What will batteries of the future be made of? Four scientists discuss the options

In this Conversation Weekly episode, researchers investigate sustainable battery technologies that power environmental sensing in challenging environments. Terracel, a soil-powered fuel cell, offers a way to run wireless sensors in soggy bio-swirl ecosystems without relying on traditional batteries. The program also surveys lithium-ion alternatives, including sodium-ion and solid-state chemistries, and a novel waste-derived battery that can be repurposed into fertiliser at the end of life. Discussions cover the science of how these batteries work, geopolitical and resource concerns around critical minerals, and strategies to scale energy storage for a more connected, greener world. The episode features researchers from Chicago, the UK, and Dubai, highlighting the broad effort to reinvent batteries for environmental resilience and sustainable data collection.

Overview

The Conversation Weekly episode centers on the search for sustainable, scalable batteries to power environmental sensing in difficult environments, from swampy Chicago bio-swirl infrastructures to dry soils.

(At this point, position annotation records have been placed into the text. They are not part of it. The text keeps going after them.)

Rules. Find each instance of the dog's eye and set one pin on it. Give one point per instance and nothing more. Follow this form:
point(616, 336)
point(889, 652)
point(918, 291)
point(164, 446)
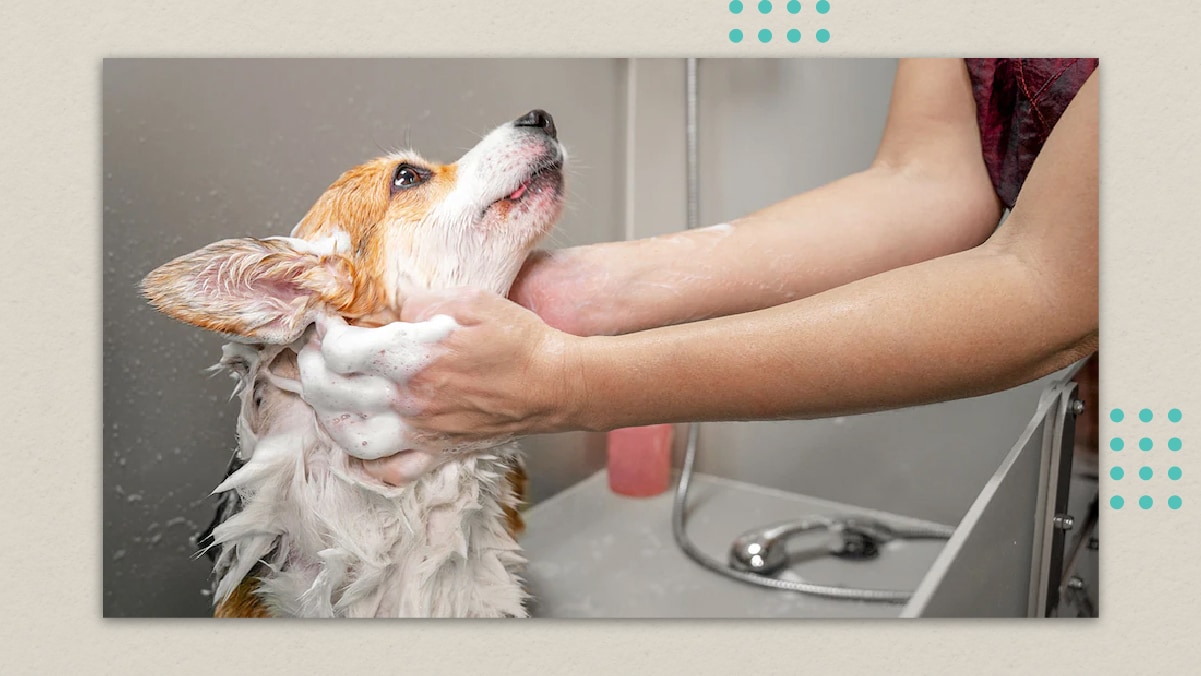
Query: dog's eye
point(405, 177)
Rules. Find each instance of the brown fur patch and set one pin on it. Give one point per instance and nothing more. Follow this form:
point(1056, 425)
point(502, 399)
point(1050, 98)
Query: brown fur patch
point(517, 478)
point(243, 602)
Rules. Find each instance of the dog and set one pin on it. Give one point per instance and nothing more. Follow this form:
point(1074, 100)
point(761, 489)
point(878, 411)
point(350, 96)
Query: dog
point(303, 531)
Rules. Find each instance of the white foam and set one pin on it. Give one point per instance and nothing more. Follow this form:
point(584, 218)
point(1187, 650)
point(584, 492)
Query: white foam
point(338, 243)
point(350, 377)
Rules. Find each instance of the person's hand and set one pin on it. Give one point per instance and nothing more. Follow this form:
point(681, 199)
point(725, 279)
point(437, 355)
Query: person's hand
point(502, 372)
point(554, 286)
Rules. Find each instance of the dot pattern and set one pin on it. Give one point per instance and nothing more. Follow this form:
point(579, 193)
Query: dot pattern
point(765, 9)
point(1148, 477)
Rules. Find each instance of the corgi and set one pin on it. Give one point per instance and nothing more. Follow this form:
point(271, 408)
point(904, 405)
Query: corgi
point(303, 531)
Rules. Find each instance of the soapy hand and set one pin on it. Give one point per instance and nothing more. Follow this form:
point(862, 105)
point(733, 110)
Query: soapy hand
point(501, 372)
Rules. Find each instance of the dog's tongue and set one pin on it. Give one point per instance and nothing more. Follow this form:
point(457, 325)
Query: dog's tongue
point(517, 193)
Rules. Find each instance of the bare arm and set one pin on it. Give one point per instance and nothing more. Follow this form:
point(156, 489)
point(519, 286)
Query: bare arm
point(969, 323)
point(926, 195)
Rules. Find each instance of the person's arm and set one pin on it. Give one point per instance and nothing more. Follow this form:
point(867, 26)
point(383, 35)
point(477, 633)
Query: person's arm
point(926, 195)
point(1010, 311)
point(980, 321)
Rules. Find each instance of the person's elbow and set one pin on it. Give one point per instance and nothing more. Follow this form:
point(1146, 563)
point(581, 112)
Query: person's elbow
point(955, 196)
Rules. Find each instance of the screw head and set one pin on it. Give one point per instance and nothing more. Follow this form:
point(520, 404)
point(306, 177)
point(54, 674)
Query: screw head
point(1076, 407)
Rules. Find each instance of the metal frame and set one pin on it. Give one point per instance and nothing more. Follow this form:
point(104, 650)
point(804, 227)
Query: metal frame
point(1001, 567)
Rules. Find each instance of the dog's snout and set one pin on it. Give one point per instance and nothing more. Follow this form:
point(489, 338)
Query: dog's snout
point(538, 119)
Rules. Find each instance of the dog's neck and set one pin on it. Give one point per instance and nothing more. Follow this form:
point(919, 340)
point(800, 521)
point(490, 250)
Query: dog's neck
point(326, 540)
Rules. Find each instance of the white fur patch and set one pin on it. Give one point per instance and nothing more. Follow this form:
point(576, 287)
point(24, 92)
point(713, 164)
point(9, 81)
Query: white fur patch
point(338, 544)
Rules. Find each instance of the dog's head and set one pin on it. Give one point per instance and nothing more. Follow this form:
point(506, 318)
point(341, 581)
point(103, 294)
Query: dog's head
point(389, 225)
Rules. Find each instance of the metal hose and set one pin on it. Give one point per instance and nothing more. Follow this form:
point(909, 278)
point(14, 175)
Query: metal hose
point(681, 495)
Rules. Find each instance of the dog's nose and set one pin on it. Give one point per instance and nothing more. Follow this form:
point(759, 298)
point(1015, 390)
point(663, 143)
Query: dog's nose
point(539, 119)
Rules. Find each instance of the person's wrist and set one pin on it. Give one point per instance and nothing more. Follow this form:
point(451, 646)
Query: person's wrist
point(566, 406)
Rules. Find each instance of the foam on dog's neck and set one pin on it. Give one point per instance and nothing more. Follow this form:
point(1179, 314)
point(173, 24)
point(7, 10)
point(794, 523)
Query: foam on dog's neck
point(350, 377)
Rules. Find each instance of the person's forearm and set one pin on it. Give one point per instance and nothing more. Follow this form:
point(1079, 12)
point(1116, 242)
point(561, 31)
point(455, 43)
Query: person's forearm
point(859, 226)
point(966, 324)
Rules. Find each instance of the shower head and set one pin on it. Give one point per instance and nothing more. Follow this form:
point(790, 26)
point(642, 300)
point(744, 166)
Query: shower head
point(764, 551)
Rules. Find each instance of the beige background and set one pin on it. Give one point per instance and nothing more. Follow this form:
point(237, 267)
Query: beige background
point(49, 183)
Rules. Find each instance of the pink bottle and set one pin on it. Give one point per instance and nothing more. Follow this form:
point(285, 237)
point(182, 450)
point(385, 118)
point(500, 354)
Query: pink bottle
point(640, 460)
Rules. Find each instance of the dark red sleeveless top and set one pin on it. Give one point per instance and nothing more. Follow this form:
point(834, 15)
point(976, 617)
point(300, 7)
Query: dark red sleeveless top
point(1019, 102)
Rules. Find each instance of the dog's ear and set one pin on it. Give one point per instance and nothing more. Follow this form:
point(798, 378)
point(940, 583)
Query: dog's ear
point(261, 289)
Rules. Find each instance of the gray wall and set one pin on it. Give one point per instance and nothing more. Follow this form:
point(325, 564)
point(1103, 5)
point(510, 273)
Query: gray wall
point(196, 150)
point(805, 123)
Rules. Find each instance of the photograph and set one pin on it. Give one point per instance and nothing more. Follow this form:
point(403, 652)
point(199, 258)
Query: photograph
point(601, 338)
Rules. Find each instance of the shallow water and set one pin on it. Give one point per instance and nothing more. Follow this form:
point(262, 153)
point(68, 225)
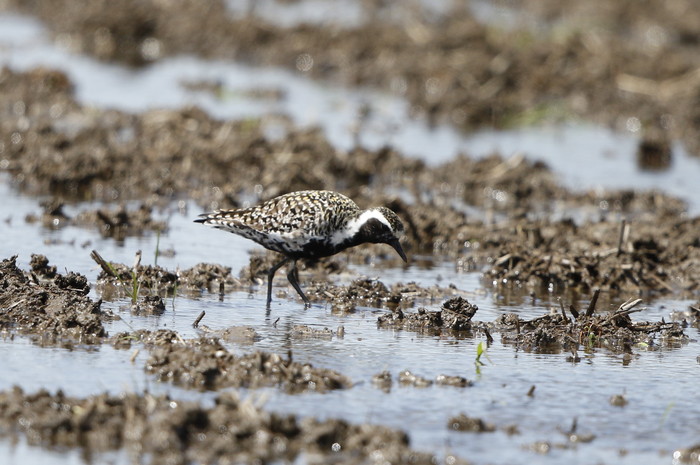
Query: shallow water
point(584, 156)
point(662, 413)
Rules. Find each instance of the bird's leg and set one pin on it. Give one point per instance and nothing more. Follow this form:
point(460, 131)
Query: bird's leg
point(293, 278)
point(270, 275)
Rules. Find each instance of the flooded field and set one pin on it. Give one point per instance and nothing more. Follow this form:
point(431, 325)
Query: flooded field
point(536, 214)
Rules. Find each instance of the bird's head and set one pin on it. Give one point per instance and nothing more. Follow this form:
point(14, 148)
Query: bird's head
point(380, 225)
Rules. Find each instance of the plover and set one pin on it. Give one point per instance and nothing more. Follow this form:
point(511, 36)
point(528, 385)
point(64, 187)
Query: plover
point(308, 224)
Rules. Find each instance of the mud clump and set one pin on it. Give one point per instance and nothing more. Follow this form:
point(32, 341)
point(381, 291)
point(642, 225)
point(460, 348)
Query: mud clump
point(156, 280)
point(164, 430)
point(465, 423)
point(206, 364)
point(550, 333)
point(118, 223)
point(628, 257)
point(615, 331)
point(456, 315)
point(458, 71)
point(52, 310)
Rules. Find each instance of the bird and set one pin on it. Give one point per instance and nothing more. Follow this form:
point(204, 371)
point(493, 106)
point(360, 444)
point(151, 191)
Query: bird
point(308, 224)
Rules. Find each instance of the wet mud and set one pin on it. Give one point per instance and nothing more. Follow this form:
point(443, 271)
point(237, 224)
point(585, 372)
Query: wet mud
point(205, 364)
point(453, 69)
point(49, 307)
point(163, 430)
point(448, 65)
point(116, 223)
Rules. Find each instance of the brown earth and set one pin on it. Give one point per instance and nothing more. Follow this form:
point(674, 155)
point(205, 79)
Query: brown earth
point(162, 430)
point(452, 69)
point(591, 60)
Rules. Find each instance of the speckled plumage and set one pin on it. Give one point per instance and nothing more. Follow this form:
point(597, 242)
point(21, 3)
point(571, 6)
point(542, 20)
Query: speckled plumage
point(308, 224)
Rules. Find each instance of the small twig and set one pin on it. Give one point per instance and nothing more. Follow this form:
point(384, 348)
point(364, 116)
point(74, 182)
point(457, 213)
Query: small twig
point(592, 303)
point(624, 232)
point(489, 338)
point(574, 312)
point(199, 318)
point(103, 264)
point(563, 311)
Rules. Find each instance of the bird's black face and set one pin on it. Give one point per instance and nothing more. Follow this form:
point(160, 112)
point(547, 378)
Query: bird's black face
point(377, 232)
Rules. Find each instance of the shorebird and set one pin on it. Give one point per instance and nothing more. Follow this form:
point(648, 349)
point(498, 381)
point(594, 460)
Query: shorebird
point(308, 224)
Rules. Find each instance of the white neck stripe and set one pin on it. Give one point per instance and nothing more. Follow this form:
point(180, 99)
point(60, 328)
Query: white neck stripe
point(353, 226)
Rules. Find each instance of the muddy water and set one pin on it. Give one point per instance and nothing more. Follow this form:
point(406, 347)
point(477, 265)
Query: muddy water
point(658, 383)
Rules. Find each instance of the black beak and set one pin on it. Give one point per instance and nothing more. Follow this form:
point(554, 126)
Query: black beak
point(395, 244)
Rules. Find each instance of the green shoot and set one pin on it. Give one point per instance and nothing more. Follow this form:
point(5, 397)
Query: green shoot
point(155, 262)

At the heart of the discussion is Terracel, a soil-powered microbe fuel cell designed to harvest energy from ubiquitous organic carbon in the soil. The goal is to enable reliable wireless sensors in places where conventional batteries fail or are hard to retrieve after burial, such as wetlands and green infrastructure. The program also surveys a wider landscape of battery research, including lithium-ion alternatives like sodium-ion and solid-state chemistries, as well as fully biodegradable or recyclable options based on waste streams. These lines of work reflect a broader push to decarbonize energy storage while reducing e-waste as sensor networks scale up globally.

Terracel and In-Situ Power for Green Infrastructure

Bill Yen, a PhD candidate in electrical engineering at Stanford, describes Terracel as a fuel cell that generates power using microbes in the soil. Unlike conventional batteries, Terracel draws energy from the soil’s organic carbon, enabling sensors to be buried in conditions where metals or solar panels would fail due to mud or flooding. The device is compact, about the size of a paperback, with the anode and cathode arranged to facilitate microbial digestion and electrochemical reaction. Yen notes that the soil itself becomes the energy source and the device can operate in wet, dirty environments where electronics typically vanish. The broader aim is to power environmental sensors in real-world settings while avoiding the environmental and logistical downsides of traditional batteries.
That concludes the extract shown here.